Mendorong Partisipasi Perempuan Dalam Pemilu

Grobogan, NU Online - Partisipasi perempuan dalam pemilu tidak hanya terwujud dalam keikutsertaan sebagai kader partai atau calon dalam pemilu saja. Perempuan juga bisa aktif sebagai penyelenggara dan pengawas pemilu. 

Hal ini telah dijamin dan diatur dalam UU nomor 7 tahun 2017 dalam Pasal 92 Ayat (11) tentang komposisi keanggotaan Bawaslu, Bawaslu Provinsi, Bawaslu Kabupaten/Kota dengan memperhatikan keterwakilan perempuan paling sedikit 30%.  Semestinya frasa “memperhatikan” menjadi catatan bagi penguatan Demokrasi yang berspektif gender dengan menghadirkan kesetaraan gender dalam pengambilan keputusan walaupun bukan suatu kewajiban tetapi beririsan terhadap penentuan kebijakan penyelenggaraan pemilu dalam sistem Demokrasi. 

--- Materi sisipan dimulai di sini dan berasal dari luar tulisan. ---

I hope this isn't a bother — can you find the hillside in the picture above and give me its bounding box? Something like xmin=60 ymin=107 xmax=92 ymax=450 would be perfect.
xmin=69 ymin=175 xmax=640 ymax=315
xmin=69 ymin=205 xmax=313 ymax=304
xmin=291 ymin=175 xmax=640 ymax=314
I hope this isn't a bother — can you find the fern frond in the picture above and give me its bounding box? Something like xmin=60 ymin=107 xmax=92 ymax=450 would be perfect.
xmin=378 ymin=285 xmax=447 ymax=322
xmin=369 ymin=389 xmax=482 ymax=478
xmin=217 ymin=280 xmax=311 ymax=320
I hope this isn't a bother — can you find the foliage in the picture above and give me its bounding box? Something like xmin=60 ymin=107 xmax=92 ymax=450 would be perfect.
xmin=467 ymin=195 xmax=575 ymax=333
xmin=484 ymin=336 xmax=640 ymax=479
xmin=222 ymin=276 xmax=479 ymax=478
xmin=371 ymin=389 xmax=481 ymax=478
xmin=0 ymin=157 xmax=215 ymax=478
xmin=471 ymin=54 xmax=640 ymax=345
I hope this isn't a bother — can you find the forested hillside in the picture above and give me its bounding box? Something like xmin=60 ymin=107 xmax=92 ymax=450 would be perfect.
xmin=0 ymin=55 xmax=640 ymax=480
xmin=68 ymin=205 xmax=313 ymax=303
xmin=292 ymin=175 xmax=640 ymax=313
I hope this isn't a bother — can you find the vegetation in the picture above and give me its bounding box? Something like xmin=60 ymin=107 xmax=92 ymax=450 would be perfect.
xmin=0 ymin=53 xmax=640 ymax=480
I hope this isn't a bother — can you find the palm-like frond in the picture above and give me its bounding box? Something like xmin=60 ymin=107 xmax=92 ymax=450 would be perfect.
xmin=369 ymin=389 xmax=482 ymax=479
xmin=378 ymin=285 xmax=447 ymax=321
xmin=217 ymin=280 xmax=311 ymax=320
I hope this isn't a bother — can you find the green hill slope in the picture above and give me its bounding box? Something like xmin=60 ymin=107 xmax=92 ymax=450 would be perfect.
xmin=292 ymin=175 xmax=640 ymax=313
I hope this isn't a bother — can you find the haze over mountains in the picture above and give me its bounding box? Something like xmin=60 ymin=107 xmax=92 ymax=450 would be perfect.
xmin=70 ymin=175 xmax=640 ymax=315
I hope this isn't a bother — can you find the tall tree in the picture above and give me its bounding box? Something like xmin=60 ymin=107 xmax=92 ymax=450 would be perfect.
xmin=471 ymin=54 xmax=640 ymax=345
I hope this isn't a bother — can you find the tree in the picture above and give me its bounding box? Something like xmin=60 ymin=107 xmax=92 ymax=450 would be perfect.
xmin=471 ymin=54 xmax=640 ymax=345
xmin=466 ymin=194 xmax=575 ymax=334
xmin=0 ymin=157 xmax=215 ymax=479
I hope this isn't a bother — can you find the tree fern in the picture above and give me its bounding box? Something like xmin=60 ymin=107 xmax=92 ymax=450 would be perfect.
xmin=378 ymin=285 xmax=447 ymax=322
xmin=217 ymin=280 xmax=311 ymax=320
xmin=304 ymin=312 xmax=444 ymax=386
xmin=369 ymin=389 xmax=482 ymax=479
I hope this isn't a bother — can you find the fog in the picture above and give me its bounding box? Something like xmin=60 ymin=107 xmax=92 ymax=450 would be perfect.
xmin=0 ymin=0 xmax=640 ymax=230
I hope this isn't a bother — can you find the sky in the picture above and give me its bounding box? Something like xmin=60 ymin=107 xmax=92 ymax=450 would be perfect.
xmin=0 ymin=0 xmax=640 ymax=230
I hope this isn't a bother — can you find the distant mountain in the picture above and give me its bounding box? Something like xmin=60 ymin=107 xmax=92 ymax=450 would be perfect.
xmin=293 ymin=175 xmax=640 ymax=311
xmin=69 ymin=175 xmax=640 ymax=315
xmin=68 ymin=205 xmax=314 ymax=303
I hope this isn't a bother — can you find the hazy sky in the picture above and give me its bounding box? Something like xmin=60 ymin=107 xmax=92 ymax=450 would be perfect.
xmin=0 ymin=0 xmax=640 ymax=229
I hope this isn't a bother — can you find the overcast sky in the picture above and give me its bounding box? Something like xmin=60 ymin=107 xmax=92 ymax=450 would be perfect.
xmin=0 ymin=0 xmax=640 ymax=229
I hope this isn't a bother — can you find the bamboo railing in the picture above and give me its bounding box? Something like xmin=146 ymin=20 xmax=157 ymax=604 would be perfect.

Pergerakan politik perempuan menjadi suatu bagian yang tidak terpisahkan dari gerakan reformasi untuk demokrasi.
Kehadiran perempuan  sebagai penyelenggara maupun pengawas Pemilu telah memberi warna dalam berbagai kegiatan pencegahan maupun pengawasan. 

Perempuan memiliki gaya atau style kepemimpinan yang khas, memiliki pendekatan logika dan pendekatan persuasive dalam memotivasi masyarakat maupun menghindari politik uang serta kecurangan dalam Pemilu.

Propaganda politik dan berbagai upaya mengubah orientasi mendorong kaum perempuan ikut aktif berpartisipasi sebagai pengawas pemilu. Partisipasi politik perempuan sangat mempengaruhi kemampuan dan kecakapan untuk memikul tanggung jawab, mengambil keputusan, juga berorientasi pada pelayanan lingkungan dan minat yang mencerminkan keuletan dan kelebihan seorang srikandi pengawas.

Keterlibatan perempuan dalam pengambilan keputusan politik diekspektasikan akan meningkatkan demokrasi. Batasan ruang lingkup partisipasi perempuan dalam penyelenggaraan pemilu sejatinya juga disebabkan oleh proses politik. Lembaga penyelenggara pemilu sangat didominasi oleh laki-laki, sehingga nilai, kepentingan, aspirasi, serta prioritas mereka menentukan agenda politik terlalu mendominasi proses politik dan kebijakan publik yang dihasilkan. 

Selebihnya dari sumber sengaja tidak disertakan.